Не видя звёзд - Панов Вадим. Страница 13
Красный как рак, Окуричи несколько секунд сидел с раскрытым ртом, глядя на отвернувшуюся Киру, как школьник на поставившую «двойку» учительницу, и только он собрался что-то сказать, скорее всего, столь же необдуманное, как раньше, как дар Александр громко произнёс:
– У нас получился замечательный разговор. – И дружелюбно улыбнулся дер Даген Туру. После чего посмотрел на дара Петера и очень-очень тихо, только для его ушей, закончил: – Пришло время извиниться.
– Что? – выдохнул изумлённый Окуричи.
– Кузен, я больше чем уверен, что ты не станешь судить о всей Пелерании по случайному эпизоду, вызванному невоздержанностью в питие прекрасного красного вина, – вошёл в разговор дар Николай Кардон, который до сих пор оставался более чем незаметным.
– Полностью согласен, – поддержал коллегу Шиде.
– Вино действительно оказалось прекрасным… хоть и пьяным.
– Твоей выдержке можно только позавидовать, кузен.
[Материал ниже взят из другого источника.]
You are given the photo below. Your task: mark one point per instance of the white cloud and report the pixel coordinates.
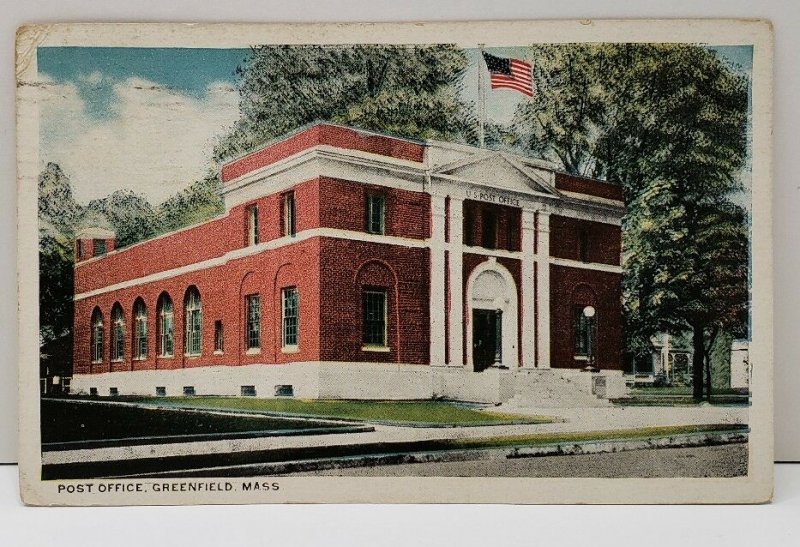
(157, 142)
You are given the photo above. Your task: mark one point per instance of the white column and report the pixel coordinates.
(528, 293)
(456, 283)
(543, 290)
(437, 288)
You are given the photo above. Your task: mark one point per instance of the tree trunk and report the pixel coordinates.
(698, 362)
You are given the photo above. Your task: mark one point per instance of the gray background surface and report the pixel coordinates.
(785, 16)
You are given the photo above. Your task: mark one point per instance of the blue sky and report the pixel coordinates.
(147, 118)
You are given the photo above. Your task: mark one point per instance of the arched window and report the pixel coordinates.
(97, 336)
(194, 322)
(166, 326)
(139, 330)
(583, 246)
(117, 333)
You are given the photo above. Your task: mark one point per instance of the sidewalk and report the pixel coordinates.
(575, 420)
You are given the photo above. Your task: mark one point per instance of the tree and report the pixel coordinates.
(407, 90)
(198, 202)
(131, 216)
(668, 122)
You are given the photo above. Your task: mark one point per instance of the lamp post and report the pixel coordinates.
(589, 313)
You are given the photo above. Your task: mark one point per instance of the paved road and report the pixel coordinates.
(713, 461)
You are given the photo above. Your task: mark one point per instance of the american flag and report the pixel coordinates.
(510, 74)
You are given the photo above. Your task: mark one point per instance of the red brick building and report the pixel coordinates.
(357, 265)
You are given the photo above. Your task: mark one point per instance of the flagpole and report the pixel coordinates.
(481, 101)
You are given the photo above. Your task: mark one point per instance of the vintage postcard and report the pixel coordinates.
(509, 262)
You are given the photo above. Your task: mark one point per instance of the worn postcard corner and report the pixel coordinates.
(264, 264)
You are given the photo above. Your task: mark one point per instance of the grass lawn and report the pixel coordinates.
(683, 390)
(428, 413)
(682, 396)
(536, 439)
(65, 421)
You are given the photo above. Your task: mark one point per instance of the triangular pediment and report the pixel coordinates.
(501, 171)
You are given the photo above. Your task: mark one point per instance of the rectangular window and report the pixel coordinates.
(252, 225)
(376, 214)
(219, 340)
(489, 236)
(288, 214)
(584, 331)
(291, 314)
(374, 304)
(253, 322)
(469, 226)
(583, 246)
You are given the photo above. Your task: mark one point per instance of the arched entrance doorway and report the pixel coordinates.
(492, 315)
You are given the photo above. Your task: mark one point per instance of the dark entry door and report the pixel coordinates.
(485, 338)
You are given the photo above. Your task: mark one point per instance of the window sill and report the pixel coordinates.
(377, 349)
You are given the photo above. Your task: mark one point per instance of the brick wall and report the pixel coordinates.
(323, 134)
(343, 206)
(508, 224)
(572, 288)
(590, 187)
(222, 290)
(347, 267)
(603, 241)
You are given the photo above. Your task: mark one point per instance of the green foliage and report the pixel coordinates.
(133, 219)
(406, 90)
(196, 203)
(669, 123)
(130, 214)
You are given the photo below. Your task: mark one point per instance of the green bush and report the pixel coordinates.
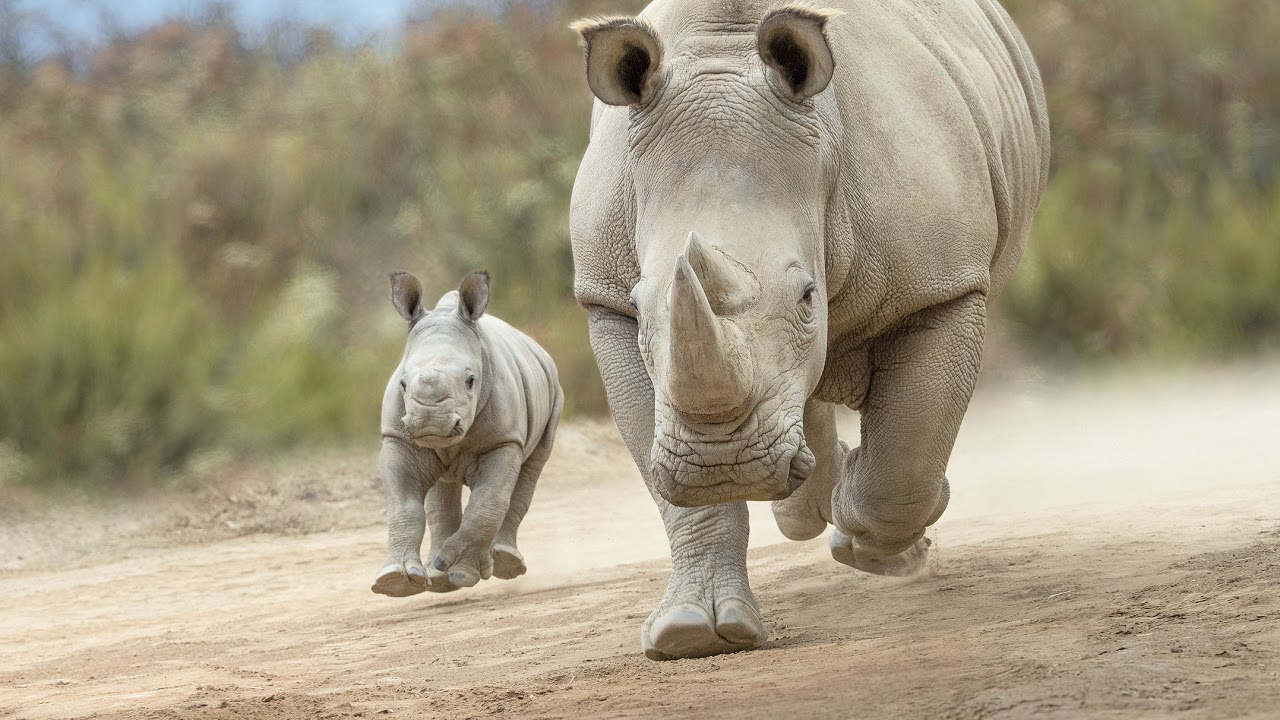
(196, 226)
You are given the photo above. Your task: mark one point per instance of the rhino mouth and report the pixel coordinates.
(689, 469)
(435, 436)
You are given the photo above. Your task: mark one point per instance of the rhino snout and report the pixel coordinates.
(434, 432)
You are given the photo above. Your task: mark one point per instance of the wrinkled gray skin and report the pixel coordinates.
(781, 209)
(474, 402)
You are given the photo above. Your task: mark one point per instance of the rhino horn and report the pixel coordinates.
(727, 285)
(709, 372)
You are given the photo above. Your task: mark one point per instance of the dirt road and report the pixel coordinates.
(1112, 550)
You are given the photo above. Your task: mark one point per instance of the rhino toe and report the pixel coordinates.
(400, 580)
(689, 630)
(507, 563)
(914, 560)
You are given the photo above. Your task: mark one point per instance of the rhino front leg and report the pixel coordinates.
(465, 556)
(507, 560)
(443, 518)
(709, 607)
(406, 475)
(894, 486)
(807, 513)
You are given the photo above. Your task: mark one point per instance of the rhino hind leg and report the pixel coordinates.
(465, 557)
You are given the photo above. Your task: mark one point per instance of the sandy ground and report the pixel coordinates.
(1112, 550)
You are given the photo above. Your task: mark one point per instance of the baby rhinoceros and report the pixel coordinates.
(474, 402)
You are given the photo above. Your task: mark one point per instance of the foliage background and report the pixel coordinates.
(197, 220)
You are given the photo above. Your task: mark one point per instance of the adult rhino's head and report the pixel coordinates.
(734, 169)
(442, 374)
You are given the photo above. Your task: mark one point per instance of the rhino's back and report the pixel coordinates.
(945, 141)
(526, 391)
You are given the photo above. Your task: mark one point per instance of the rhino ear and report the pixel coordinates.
(474, 296)
(407, 296)
(792, 42)
(622, 58)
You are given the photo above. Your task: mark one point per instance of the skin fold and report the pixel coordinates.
(784, 208)
(474, 402)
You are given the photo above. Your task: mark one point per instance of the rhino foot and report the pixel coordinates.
(914, 560)
(507, 561)
(401, 579)
(458, 565)
(691, 629)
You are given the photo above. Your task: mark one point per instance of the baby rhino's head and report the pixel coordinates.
(442, 376)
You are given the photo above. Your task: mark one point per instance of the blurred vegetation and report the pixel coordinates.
(196, 222)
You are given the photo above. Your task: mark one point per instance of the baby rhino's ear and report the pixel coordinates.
(474, 295)
(407, 296)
Дер Даген Тур едва заметно кивнул.
Учитывая поведение коллег по нелёгкой профессии абсолютных властителей, которые чётко дали понять, что поддерживают Помпилио, деваться дару Петеру было некуда. Он выдержал короткую паузу, во время которой успокоился настолько, что яркая краснота превратилась в ровный, не особенно заметный оттенок, и с натянутой улыбкой произнёс:
– Я прошу прощения за то, что мои слова могли быть восприняты как оскорбительные. Я ни в коем случае не хотел омрачить твоё пребывание на Пелерании, кузен.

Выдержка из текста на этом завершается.